Felsefeyi sözlük anlamından incelemek istersek, kökeni kabul edilen kaynağa, Yunancaya bakmamız gerekir; seviyorum, peşinden koşuyorum, arıyorum anlamına gelen “phileo “ ve bilgi, bilgelik anlamına gelen “sophia” sözcüklerinden türemiştir. Philosophia, bilgelik arayışı, bilgiyi sevmek, bilgi severlik, aramak ve peşinden koşmak anlamlarına da gelmektedir. Günümüz sözlüklerinde de “varlık, insan, evren ve bilgiyle ilgili düşüncelerin bütünü” olarak tanımlanmaktadır.

Felsefe (philosophia) terimi ilk kez, İlk Çağ’ın ünlü Yunan matematikçisi ve filozofu Pythagoras (Pisagor) (MÖ 580-500) tarafından kullanılmıştır. Kendini “bilge” olarak tanımlamaktansa “bilgi sevdalısı” olarak tanımlayarak, felsefenin ve felsefeyle uğraşan birinin alçak gönüllü olması statüsünü başlatarak tevazusunu ortaya sermiştir.

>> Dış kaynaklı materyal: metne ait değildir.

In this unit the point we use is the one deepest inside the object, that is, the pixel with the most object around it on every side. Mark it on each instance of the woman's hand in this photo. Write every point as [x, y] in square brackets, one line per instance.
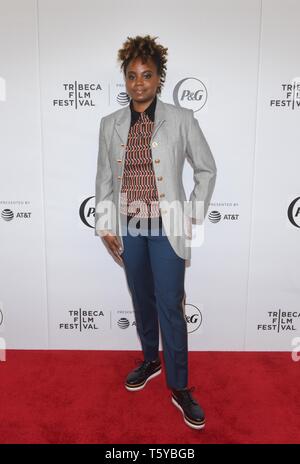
[114, 246]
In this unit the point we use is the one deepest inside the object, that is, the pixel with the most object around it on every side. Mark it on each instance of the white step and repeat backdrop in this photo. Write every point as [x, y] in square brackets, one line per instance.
[59, 287]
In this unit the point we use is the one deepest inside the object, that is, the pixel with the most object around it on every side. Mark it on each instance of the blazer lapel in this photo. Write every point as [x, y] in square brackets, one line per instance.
[124, 118]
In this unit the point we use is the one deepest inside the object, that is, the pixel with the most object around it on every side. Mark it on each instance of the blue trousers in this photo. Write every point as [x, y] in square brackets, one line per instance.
[155, 277]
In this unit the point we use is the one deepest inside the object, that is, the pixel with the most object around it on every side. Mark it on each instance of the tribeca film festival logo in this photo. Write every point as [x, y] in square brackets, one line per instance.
[78, 94]
[280, 321]
[82, 320]
[291, 95]
[7, 214]
[190, 93]
[294, 212]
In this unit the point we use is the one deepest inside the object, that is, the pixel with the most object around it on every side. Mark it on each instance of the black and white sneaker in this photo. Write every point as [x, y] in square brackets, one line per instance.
[193, 414]
[137, 379]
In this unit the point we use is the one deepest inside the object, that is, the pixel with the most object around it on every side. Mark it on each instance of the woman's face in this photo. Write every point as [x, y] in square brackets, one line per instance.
[142, 80]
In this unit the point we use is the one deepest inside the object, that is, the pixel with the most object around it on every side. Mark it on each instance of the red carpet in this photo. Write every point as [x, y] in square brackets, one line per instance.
[78, 397]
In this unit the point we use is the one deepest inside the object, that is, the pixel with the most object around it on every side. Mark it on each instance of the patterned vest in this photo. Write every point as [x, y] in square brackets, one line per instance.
[138, 181]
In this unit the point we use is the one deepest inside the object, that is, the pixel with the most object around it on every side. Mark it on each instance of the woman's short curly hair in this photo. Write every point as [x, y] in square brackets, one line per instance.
[144, 48]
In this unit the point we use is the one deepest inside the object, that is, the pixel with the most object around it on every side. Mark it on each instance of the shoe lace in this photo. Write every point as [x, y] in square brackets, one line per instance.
[187, 397]
[143, 365]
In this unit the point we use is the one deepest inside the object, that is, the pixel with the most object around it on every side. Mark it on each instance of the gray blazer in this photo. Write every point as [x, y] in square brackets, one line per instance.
[176, 136]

Felsefe teriminin ilk kez Antik Yunan'da çıkması bir tesadüf olmadığı gibi, bize kendisiyle ilgili dikkate değer ipuçları verir. Önemli bir ticaret şehri olmalarının faydası olarak hem maddi refaha ulaşmışlar, hem de diğer kentlerle kültür alışverişinin yapılmasına kaynak teşkil etmişlerdir. Zamanla artan refah seviyeleri, kendilerine zaman ayırmalarına yol açmıştır. Maddi kaygı taşıyan diğer insanların dertlerinden arınmış olarak, kendilerine sunulan bilgileri sorgulamaya başlamışlar ve zamanla evreni, insanı, düşünceleri sorgulama kapsamlarına almışlardır. Bu şekilde, felsefe tarihine ilişkin önemli eserler veren ve “felsefi sorgulama”nın başlamasına kapı açan çok önemli filozofları bünyelerinde barındırmışlardır.

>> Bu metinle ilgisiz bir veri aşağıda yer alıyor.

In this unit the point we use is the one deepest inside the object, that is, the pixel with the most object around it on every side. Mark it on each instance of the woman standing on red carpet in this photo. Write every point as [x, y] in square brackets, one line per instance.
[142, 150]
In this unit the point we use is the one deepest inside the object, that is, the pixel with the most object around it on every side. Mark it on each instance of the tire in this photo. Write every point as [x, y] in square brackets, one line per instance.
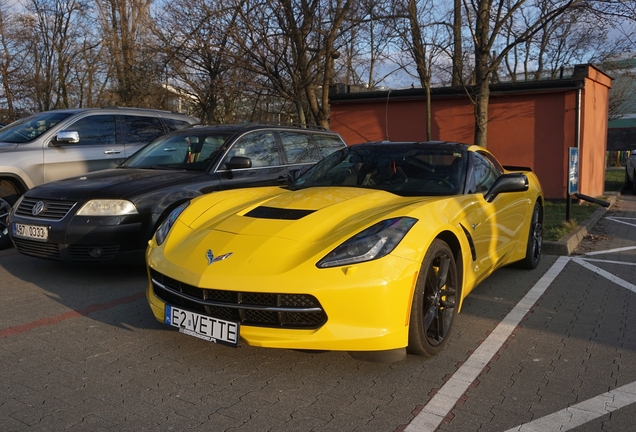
[8, 197]
[535, 240]
[434, 301]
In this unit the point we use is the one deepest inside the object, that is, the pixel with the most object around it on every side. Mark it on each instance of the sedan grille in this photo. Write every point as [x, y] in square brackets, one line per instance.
[53, 209]
[290, 311]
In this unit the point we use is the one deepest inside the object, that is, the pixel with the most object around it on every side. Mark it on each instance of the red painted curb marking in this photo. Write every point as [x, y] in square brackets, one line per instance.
[10, 331]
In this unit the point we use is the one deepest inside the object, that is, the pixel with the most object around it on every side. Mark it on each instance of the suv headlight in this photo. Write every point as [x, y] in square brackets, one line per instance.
[374, 242]
[164, 228]
[107, 208]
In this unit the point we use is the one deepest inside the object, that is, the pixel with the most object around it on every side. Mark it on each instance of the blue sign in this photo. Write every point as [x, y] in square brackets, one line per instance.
[573, 171]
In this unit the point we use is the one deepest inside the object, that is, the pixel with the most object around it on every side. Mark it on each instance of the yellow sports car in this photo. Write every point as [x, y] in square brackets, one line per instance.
[371, 251]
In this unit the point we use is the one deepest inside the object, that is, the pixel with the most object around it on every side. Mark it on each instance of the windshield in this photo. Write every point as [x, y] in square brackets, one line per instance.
[194, 152]
[403, 169]
[30, 128]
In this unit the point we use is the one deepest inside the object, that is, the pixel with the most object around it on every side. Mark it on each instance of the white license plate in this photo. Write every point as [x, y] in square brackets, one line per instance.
[34, 232]
[201, 326]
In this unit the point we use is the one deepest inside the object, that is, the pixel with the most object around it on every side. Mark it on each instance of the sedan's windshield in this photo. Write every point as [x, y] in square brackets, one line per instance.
[195, 152]
[30, 128]
[404, 169]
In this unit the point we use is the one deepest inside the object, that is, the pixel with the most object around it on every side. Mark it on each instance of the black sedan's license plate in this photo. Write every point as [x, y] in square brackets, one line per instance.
[201, 326]
[33, 232]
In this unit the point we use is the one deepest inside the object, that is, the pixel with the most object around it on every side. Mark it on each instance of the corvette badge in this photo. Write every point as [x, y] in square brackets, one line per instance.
[212, 259]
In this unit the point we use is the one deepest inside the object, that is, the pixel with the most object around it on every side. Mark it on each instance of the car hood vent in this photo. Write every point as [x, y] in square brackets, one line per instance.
[264, 212]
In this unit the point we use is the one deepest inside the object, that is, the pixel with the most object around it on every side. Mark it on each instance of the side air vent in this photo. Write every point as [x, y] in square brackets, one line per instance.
[263, 212]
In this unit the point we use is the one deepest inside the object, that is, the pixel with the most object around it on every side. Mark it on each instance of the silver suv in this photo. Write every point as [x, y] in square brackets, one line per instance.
[57, 144]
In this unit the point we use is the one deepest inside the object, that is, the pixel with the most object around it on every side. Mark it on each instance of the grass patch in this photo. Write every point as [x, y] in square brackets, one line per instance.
[554, 224]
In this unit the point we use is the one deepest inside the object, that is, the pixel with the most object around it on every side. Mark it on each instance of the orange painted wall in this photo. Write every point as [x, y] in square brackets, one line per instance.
[531, 129]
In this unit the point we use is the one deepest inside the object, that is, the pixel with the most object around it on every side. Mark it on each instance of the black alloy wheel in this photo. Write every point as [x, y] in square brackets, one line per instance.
[434, 301]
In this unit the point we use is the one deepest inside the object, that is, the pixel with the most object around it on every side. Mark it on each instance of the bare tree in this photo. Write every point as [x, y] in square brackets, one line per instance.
[294, 45]
[488, 19]
[197, 38]
[10, 62]
[125, 26]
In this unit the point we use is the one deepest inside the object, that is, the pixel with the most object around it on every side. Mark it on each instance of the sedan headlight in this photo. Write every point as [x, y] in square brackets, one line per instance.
[107, 208]
[164, 228]
[372, 243]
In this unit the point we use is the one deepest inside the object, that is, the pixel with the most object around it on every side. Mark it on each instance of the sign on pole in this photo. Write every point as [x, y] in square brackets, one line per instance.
[573, 171]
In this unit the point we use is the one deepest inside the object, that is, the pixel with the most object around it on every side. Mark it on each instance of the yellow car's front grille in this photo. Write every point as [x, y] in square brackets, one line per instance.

Felsefe terimi ve tanımı hakkında bir parça bilgi sahibi olduk. Peki, nedir felsefe? Felsefe, sorgulamakla başlamaktadır. Merak edilenler, tabuları yıkılıp düşüncelere konuk olduğu takdirde felsefenin konusu olmuştur. Evrene dair ne varsa, felsefenin kapsamına girmektedir. Keza, ilk çağlarda formel bilimler adı altındaki tüm bilgiler felsefeyle ortaya çıkmış ve onun alt dalları olarak işlevde kalmışlardır. Sorgulamakla başlayan bir serüvenin sonucunda, yerçekiminden evrim teorisine kadar hayatımızda çok önemli yere sahip olan bilgiler elde edilmiş, makineler üretilmiş, insanlık hep daha ötesine gitmiştir. Cevaptan çok sorunun önemli olduğu bu alan, bizi zeka bakımından diğer canlılardan ayıran noktada, insan olmanın işlevsel hale gelmesine yaramıştır. Felsefe, bu bakımdan düşünmek, eleştirmek, sorgulamak ve merak etmenin sistemli bir faaliyetidir.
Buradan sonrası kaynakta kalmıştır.